Tina ist 17 Jahre alt und im Party-Modus. Das Bild eines seltsamen Wesens erschrickt und fasziniert sie auf einer Poolparty. Fortan erscheint ihr die Kreatur immer wieder, aber die Umgebung kann sie nicht sehen. Es folgen Zusammenbruch, Psychotherapie und Pillen. Doch das blasse, schleimige Ding verschwindet nicht. Ganz real dramatisch wird die Geschichte, als Tina alles empfindet, was man dem Nachtmahr bei der Jagd im Stile von „E.T." antut.
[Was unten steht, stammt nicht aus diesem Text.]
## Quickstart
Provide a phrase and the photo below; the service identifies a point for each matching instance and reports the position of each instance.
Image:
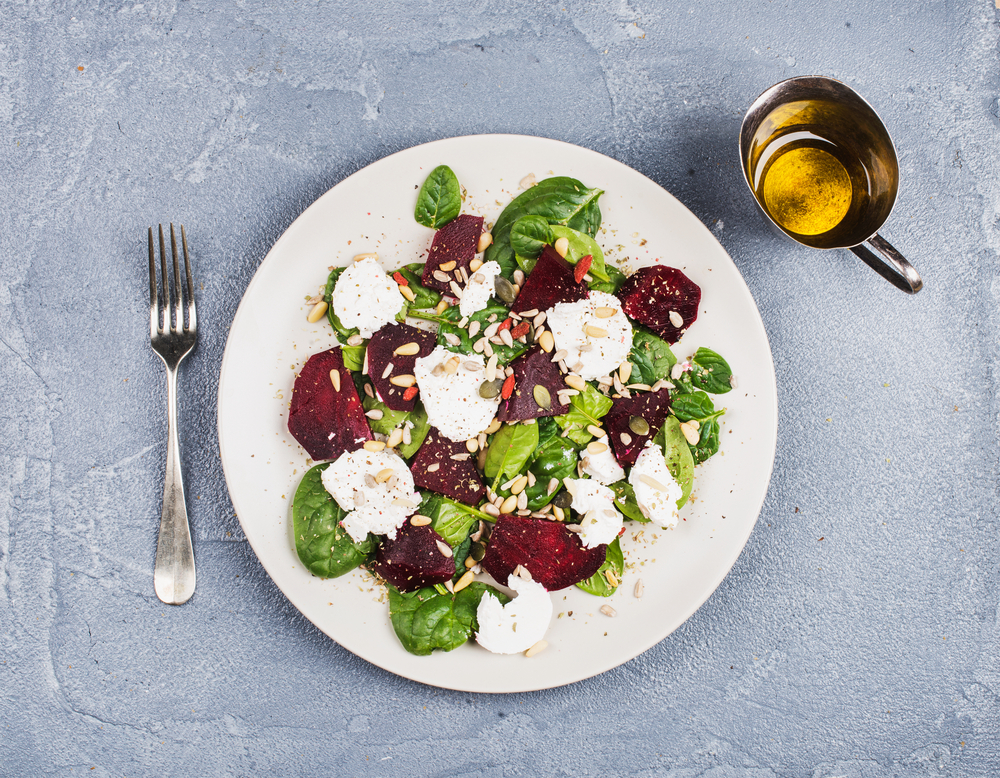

Der Künstler und Filmemacher Akiz versucht gar nicht erst, mit Horror-Elementen oder einer aufwändig getricksten Figur zu arbeiten. Sowohl Tinas eindringliche Verlorenheit unter stroboskopischem Licht als auch das Auftreten des Nachtmahrs sind mit Lynch-artig unartigen, weil verzerrten Blickwinkel einfach gesetzt und glaubhaft. Etwas schauerlich wirken Annäherung und Berührungen schon, doch das Staunen ist stärker als der Schrecken. „Der Nachtmahr" ist ein bemerkenswert mutiger und radikaler Film, dem sein knapper Etat in dieser künstlerischen Konsequenz nicht schadet. Er soll, dazu fordert der Vorspann nach ein paar Warnhinweisen auf, sehr laut abgespielt werden! Unüberhörbar und unübersehbar stark ist seine Geschichte auf jeden Fall.